DİNK VE YAZICIOĞLU DOSYASI
2007 yılından itibaren, suikastçıların yakalanmış olmasına rağmen bu cinayetin arkasında soruşturmayı yürüten FETÖ’cü istihbaratçıların olduğunu yazıp çizdim. Başıma ne geldiyse bundan sonra geldi. Ama zamanla yalanlar savrulup gitti, 15 yıl sonra bugün de kendini koruyan gerçek ortaya çıktı. Ve vardığım sonuç şu oldu: Suikast dosyasında kim delilleri karartıyor, yok ediyor ve değiştirip fail yaratıyorsa aslında gerçek fail odur.
FETÖ’cü istihbaratçılar faili oldukları dosyada delil karartıp fail yaratmıştı. Daha sonra Muhsin Yazıcıoğlu suikastı dosyasında da aynı durum ortaya çıktı.
Fail, soruşturmayı yürütürken delil karartan ve fail yaratan suikastları kamuoyu oluşturmak için Ergenekon dosyasına alıp sonra da çıkartan FETÖ mensubu yargı ve istihbarat personeliydi.

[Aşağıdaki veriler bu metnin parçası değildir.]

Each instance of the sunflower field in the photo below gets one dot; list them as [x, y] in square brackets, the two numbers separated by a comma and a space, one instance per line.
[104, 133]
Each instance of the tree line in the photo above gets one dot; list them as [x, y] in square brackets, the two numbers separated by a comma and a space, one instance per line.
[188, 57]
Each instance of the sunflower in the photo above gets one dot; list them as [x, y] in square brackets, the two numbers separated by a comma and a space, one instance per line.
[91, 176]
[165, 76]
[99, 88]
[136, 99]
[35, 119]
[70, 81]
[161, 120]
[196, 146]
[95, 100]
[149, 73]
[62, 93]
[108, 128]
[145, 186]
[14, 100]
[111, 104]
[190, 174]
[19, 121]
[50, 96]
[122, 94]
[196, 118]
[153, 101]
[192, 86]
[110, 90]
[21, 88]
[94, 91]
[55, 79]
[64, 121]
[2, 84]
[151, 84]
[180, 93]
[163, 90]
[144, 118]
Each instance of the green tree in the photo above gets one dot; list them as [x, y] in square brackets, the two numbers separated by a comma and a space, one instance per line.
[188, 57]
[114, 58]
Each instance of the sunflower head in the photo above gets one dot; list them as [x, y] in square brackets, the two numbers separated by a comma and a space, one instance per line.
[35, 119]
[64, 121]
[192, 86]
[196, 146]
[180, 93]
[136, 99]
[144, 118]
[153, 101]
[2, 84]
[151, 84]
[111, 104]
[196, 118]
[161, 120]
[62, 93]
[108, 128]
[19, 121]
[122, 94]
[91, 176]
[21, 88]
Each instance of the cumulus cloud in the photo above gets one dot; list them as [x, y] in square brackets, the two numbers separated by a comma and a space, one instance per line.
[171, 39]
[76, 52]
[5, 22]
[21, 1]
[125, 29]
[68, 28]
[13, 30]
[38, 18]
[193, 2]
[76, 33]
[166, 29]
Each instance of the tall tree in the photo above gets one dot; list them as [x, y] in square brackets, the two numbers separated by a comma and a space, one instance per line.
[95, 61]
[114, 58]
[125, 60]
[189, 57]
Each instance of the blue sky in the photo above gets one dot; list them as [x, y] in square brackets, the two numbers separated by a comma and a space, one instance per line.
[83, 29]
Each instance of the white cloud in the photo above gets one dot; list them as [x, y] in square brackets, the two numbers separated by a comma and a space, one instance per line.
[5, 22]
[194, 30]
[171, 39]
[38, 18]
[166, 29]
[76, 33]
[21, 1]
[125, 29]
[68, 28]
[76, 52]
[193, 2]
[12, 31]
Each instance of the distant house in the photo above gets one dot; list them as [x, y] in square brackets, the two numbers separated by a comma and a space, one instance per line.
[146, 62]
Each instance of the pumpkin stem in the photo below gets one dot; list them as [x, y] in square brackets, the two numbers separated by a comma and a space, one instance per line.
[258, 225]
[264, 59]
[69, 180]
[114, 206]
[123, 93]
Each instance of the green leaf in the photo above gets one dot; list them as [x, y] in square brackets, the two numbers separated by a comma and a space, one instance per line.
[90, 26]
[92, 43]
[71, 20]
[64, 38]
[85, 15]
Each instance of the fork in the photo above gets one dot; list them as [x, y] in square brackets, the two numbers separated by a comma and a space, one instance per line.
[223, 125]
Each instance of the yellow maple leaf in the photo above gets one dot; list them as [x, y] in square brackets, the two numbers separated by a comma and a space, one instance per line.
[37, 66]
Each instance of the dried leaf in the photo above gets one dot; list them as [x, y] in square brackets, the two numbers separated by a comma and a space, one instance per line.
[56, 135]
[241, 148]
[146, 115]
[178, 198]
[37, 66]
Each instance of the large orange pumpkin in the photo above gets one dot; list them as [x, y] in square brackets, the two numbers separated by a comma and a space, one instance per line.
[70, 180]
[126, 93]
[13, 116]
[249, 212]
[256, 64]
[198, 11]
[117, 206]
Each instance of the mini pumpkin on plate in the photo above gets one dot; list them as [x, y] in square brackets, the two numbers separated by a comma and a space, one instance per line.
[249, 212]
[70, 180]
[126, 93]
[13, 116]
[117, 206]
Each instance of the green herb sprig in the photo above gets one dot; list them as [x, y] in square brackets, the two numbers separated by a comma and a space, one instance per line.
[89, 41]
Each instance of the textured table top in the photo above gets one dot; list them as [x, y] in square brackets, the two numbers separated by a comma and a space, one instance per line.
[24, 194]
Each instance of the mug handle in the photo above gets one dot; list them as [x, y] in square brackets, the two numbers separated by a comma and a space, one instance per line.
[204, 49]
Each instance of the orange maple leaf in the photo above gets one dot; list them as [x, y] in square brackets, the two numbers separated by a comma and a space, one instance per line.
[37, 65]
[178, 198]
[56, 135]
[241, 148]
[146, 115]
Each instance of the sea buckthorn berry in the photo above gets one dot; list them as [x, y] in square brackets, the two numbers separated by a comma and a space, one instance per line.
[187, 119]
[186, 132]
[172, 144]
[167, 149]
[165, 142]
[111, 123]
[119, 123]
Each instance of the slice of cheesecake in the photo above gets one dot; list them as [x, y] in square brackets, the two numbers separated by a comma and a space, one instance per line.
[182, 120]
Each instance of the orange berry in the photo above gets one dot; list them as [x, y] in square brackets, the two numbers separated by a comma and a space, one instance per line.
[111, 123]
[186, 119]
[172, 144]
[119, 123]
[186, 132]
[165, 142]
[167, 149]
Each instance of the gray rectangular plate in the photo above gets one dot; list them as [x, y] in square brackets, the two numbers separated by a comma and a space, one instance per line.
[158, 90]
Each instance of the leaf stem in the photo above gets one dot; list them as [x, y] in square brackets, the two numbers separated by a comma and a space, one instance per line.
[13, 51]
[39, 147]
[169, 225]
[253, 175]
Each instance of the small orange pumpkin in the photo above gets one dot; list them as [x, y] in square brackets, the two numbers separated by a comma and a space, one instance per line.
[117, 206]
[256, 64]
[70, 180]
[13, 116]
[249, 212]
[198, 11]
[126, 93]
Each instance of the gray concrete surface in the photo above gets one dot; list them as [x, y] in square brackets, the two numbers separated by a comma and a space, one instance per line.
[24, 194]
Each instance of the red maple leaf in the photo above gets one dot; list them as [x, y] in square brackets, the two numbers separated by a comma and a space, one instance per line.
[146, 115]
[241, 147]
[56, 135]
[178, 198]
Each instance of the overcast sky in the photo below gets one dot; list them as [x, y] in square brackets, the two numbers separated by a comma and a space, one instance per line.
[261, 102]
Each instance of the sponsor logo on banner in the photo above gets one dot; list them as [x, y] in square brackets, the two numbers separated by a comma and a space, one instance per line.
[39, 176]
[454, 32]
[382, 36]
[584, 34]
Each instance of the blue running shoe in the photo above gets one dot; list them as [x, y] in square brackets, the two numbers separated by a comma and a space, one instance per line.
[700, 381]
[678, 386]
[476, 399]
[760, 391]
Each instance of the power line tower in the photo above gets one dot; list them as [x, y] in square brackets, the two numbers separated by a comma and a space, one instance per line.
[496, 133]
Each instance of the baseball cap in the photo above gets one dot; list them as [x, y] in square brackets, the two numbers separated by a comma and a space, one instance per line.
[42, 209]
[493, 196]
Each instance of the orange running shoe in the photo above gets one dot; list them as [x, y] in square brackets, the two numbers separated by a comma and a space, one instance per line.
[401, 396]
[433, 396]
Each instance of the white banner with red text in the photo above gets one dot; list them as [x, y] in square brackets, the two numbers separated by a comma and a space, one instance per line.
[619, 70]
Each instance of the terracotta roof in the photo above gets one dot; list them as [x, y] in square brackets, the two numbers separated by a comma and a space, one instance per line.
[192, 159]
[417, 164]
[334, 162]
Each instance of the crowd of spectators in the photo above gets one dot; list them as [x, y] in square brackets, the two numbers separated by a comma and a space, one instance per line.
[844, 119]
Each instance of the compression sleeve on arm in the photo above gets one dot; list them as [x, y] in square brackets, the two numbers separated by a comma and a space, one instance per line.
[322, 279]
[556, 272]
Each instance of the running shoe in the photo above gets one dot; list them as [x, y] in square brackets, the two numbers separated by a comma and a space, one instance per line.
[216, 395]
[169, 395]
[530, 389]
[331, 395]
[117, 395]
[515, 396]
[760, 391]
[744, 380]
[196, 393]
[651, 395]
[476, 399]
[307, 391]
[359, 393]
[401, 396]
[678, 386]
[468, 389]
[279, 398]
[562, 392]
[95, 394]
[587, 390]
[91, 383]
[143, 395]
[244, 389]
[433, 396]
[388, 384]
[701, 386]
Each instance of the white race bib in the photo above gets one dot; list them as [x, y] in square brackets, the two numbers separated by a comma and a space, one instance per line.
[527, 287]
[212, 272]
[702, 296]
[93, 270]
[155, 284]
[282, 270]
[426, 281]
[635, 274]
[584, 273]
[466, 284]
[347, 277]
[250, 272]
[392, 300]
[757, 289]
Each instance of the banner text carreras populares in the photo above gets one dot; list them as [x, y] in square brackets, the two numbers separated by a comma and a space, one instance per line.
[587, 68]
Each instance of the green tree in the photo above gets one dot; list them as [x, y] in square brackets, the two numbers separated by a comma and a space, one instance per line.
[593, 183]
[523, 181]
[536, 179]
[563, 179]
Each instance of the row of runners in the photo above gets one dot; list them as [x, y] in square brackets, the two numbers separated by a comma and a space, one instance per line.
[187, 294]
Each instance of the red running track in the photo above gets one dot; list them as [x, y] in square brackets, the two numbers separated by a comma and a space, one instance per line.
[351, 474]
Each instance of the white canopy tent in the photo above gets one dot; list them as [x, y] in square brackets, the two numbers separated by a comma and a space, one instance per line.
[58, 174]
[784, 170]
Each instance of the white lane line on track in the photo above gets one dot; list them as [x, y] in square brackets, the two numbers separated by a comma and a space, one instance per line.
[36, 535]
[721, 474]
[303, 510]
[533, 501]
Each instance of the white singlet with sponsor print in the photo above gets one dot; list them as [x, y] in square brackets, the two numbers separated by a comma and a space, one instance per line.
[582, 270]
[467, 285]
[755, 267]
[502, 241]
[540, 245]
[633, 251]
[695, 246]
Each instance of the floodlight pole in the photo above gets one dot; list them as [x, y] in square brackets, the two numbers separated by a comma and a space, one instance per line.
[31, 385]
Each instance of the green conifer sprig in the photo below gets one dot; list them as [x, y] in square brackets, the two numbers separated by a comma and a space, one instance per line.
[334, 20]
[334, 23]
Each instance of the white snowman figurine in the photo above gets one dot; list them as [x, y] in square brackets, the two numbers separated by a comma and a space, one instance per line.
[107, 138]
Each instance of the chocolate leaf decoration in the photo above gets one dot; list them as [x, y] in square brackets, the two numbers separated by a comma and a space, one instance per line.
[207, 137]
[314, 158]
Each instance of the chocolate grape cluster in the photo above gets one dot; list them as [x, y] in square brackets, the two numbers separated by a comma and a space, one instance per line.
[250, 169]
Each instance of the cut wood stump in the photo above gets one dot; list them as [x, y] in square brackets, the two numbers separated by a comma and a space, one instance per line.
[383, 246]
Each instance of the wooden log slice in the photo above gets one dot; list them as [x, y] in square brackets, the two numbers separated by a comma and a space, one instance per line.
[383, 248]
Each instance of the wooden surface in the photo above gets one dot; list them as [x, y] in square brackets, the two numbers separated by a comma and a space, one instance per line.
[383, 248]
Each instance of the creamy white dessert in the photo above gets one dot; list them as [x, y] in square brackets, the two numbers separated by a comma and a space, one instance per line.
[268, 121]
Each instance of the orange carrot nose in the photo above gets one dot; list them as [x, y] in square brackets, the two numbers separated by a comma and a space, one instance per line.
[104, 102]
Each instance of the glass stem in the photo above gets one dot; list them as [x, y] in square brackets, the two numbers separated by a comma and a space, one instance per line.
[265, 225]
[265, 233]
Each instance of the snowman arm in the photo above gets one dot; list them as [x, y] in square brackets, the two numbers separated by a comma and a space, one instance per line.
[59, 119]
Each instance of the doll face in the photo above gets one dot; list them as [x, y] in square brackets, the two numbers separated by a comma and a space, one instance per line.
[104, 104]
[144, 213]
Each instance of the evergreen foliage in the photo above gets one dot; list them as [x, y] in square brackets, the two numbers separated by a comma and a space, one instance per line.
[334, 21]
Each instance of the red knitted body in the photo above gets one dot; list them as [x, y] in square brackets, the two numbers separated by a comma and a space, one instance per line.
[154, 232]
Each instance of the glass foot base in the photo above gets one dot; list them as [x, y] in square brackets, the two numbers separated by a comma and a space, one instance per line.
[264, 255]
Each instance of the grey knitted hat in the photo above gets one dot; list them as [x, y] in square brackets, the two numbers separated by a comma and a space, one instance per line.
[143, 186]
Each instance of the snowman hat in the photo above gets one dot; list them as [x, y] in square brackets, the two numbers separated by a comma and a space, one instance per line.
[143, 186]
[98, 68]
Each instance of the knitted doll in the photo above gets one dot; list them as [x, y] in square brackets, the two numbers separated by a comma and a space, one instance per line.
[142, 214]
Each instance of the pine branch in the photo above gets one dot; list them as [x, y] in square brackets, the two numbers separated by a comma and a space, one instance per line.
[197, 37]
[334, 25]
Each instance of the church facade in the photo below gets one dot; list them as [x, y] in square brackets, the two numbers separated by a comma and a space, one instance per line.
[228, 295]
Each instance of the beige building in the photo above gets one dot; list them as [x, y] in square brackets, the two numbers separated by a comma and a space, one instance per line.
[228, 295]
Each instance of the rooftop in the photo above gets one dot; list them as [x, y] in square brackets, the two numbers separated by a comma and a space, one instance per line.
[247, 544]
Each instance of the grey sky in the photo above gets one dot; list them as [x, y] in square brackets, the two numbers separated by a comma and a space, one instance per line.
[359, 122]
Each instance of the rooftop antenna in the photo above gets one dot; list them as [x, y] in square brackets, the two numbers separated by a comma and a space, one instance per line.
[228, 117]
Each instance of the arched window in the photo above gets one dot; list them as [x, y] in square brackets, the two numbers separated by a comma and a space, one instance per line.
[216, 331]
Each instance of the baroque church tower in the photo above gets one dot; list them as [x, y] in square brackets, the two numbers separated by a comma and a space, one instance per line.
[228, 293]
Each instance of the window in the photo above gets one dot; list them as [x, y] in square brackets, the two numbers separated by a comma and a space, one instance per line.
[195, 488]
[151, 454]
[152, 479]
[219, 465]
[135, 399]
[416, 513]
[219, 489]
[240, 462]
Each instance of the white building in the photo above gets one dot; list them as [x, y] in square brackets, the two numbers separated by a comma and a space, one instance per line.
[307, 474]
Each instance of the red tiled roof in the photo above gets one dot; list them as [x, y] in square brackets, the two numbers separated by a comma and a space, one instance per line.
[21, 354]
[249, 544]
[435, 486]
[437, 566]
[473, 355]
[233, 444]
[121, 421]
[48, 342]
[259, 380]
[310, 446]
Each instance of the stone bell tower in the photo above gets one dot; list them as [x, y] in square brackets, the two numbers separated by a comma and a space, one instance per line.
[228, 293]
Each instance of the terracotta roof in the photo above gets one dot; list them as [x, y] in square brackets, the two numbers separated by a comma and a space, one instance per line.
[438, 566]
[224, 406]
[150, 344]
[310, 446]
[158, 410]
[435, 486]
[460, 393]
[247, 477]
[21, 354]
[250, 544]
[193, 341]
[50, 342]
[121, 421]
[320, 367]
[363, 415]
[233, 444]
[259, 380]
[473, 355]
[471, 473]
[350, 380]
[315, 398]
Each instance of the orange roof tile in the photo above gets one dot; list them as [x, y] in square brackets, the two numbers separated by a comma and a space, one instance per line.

DELİL KARARTMA SORUŞTURMASI ÖNEMLİ
“Bu işlerin sulandırıldığı gibi bir kaygı var. Bana da öyle geliyor. Baksanıza sürekli Silivri Cezaevi’yle GATA arasında yatay geçiş, yani yatış geçişi var. Bizim Erzurumlular bunu şöyle yorumluyor: ‘Bu işin içinde bir GATA’kulli var.’”
Aynı dönemde Bülent Arınç da FETÖ operasyonlarına tam destek veriyor, “Türkiye bağırsaklarını temizliyor” diyordu.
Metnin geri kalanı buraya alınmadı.